Have you heard about the angry chef? He beat his children

Why did the monkey fall off? It had no more lives. Why did the second monkey fall off? I dunno. Why did the third monkey fall off? Since the second was unknown, the third does not exist. Why did the little girl died? It's pretty obvious.

how hungry am i? well im as hungry a starving kid in africa!!!!

What's more painful than having your girlfriend cheat on you and leave you? Having your **** bitten off slowly.

why did Rebecca black get down on Fridays? because she had school every other day of the week.

The man decides to jump off the bridge and decides to make one last phone call. "Hello, Jane, this is Doug. I just wanted to let you know, from the bottom of my heart, that I love you." Person on the phone says "This is not Jane, this is Joe." "Oh, hi, Joe. Could you just tell your wife what I said. Bye." The man continues to jump down the bridge and swims with his beautiful girlfriend. They all had a great day.
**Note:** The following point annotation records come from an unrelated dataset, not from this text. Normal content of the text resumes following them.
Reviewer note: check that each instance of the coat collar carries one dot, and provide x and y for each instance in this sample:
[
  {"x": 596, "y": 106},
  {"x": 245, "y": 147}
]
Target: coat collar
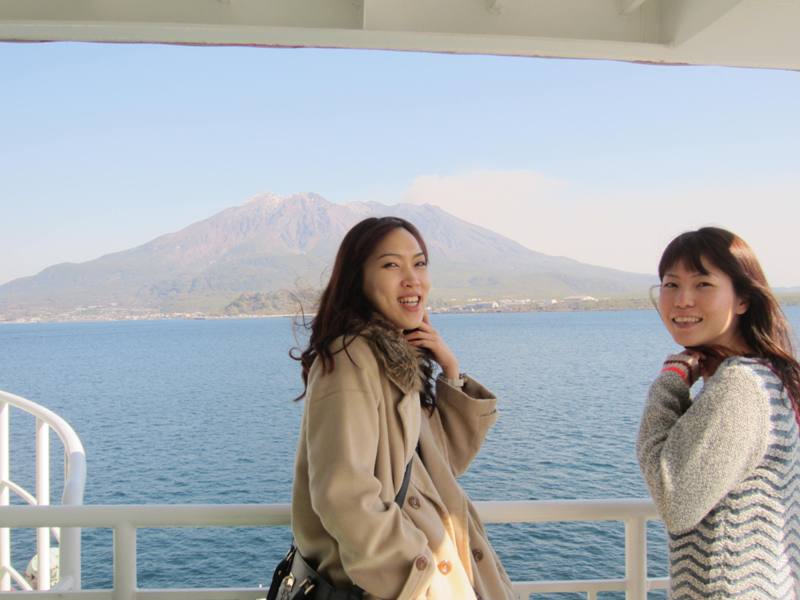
[{"x": 397, "y": 358}]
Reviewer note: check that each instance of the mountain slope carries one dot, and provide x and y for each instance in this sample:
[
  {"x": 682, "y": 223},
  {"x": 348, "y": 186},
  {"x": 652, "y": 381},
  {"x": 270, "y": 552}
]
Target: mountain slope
[{"x": 271, "y": 244}]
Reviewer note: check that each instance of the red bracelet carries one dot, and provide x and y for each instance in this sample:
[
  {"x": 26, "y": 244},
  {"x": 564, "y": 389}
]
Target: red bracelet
[{"x": 684, "y": 375}]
What did the boy with asthma say to his friend I can't breath

this joke is funny so dont read the rest even though there is no rest

what did the cerial killer get for christmas an electric chair

anti joke What are Antijokes? Anti Jokes (or Anti Humor) is a type of comedy in which the uses is set up to expect a typical joke setup however the joke ends with such anticlimax that it becomes funny in its own right. The lack of punchline is the punchline.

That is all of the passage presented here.